Considérant que le contrat a été rompu le premier novembre 2007 ; que la société Connexion verse aux débats un procès-verbal établi par Maître Finance huissier de justice les 9 et 10 novembre 2007 selon lequel il est constaté que la société Albertville Expansion a retiré les enseignes extérieures "Connexion" et occulté les panneaux situés sur le toit du magasin avec un film plastique noir, que le mobilier n'est pas changé mais que le nouveau mobilier est en cours d'élaboration, que l'huissier se connectant sur le site Internet n'a constaté l'existence d'aucun magasin Connexion sur Albertville, que les constatations faites par l'huissier sont en tous points identiques à celles que font Maître Hanifi et Maître Féry huissiers de justice par deux procès-verbaux distincts le 9 novembre 2007 ;

Considérant que la société Connexion n'a versé aux débats aucun autre procès-verbal établi ultérieurement ;

Considérant que la demande de la société Connexion doit être appréciée au regard du manquement de la société Albertville Expansion, que le défaut de respect des termes de l'article 17 du contrat par celle-ci a été constaté dix jours après la rupture du contrat et concernait les meubles et l'agencement du magasin ; que ce manquement sera sanctionné par l'allocation d'une somme de 300 euro ;

Considérant que la compensation entre les sommes dues par la société Connexion à la société Albertville Expansion et par la société Albertville Expansion à la société Connexion à hauteur de la plus faible des sommes dues sera constatée.
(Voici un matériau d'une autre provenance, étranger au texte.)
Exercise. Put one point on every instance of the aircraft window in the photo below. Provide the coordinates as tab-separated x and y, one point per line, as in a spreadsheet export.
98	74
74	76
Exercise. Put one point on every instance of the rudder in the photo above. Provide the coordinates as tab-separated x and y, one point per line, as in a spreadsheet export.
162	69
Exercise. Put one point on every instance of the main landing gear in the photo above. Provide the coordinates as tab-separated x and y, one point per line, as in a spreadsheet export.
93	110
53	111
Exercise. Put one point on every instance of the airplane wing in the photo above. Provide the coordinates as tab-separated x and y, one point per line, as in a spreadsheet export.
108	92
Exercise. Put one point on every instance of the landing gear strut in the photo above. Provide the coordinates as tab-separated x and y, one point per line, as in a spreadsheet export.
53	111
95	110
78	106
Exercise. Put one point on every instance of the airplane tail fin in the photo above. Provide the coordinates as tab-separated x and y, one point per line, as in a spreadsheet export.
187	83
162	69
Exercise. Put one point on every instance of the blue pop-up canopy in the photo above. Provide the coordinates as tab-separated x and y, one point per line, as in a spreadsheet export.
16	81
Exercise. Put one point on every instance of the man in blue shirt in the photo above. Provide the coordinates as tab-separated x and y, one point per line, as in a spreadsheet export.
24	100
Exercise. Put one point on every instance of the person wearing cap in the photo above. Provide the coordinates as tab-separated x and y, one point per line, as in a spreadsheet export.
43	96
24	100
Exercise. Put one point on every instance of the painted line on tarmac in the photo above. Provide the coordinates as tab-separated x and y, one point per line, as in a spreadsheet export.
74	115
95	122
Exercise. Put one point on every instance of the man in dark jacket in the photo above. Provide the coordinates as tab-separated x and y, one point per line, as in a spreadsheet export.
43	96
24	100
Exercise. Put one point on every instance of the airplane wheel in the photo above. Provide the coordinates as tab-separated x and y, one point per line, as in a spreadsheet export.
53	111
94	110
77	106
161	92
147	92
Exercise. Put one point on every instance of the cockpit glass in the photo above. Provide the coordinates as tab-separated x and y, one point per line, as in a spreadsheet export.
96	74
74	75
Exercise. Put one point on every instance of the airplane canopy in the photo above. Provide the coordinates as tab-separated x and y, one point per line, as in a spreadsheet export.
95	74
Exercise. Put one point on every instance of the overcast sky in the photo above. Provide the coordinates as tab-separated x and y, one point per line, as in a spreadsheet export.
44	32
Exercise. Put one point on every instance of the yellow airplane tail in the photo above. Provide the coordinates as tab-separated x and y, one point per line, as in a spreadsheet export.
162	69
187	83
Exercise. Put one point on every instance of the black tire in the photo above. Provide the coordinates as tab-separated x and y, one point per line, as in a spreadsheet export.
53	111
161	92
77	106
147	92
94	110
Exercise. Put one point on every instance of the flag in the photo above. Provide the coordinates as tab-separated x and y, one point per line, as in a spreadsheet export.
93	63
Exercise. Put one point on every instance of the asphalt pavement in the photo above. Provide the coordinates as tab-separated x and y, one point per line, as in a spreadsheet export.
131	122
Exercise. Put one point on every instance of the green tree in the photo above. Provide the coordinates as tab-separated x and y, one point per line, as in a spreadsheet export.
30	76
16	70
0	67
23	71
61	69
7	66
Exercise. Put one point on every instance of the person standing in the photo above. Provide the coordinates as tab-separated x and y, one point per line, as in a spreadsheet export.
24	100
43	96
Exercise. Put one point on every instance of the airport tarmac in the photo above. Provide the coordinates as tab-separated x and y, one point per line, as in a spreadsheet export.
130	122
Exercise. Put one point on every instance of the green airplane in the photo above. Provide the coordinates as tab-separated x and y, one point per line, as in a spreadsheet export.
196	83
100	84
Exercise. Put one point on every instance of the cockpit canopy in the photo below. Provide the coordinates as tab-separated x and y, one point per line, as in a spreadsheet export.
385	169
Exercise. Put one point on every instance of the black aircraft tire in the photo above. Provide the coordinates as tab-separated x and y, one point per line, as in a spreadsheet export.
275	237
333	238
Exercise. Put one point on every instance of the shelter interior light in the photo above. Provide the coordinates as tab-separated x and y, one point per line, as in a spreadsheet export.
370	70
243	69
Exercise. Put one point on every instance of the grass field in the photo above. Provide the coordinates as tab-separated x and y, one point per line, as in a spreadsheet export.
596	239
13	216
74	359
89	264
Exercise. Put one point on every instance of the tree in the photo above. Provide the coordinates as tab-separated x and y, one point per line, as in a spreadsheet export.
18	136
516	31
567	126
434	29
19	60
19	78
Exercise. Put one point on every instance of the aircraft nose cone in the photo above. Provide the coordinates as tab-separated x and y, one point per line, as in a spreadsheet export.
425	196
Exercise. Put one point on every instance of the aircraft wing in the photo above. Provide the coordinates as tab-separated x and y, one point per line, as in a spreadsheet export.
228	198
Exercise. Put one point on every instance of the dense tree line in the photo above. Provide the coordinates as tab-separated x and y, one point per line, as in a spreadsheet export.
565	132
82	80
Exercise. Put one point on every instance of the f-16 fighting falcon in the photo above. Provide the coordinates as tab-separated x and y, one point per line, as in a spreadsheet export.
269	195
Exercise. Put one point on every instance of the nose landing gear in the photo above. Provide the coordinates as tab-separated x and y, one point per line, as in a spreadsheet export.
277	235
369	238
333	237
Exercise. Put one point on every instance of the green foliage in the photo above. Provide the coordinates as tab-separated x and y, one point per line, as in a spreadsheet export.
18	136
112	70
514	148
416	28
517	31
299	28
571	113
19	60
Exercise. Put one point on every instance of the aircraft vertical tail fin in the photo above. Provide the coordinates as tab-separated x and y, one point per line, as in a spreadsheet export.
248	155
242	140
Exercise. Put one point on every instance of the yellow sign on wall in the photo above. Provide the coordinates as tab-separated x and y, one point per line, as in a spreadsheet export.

Par ces motifs : LA COUR : Infirmant le jugement sur le quantum des sommes dues par la société Connexion à la société Albertville Expansion, sur les pénalités demandées par la société Connexion, Condamne la société Connexion à verser à la Selarl Luc Gomis es qualités, la somme de 9 476,99 euro au titre des ristournes, celle de 13 932,72 euro au titre des dividendes, Déboute la Selarl Luc Gomis du surplus de ses demandes, Fixe la créance de la société Connexion au titre des pénalités dues par la société Albertville Expansion à la somme de 300 euro. Constate la compensation entre les sommes dues par la société Connexion à la société Albertville Expansion et par la société Albertville Expansion à la société Connexion à hauteur de la somme de 300 euro, Dit n'y avoir lieu à application de l'article 700 du Code de procédure civile, Fait masse des dépens et condamne les parties à en supporter la moitié chacune.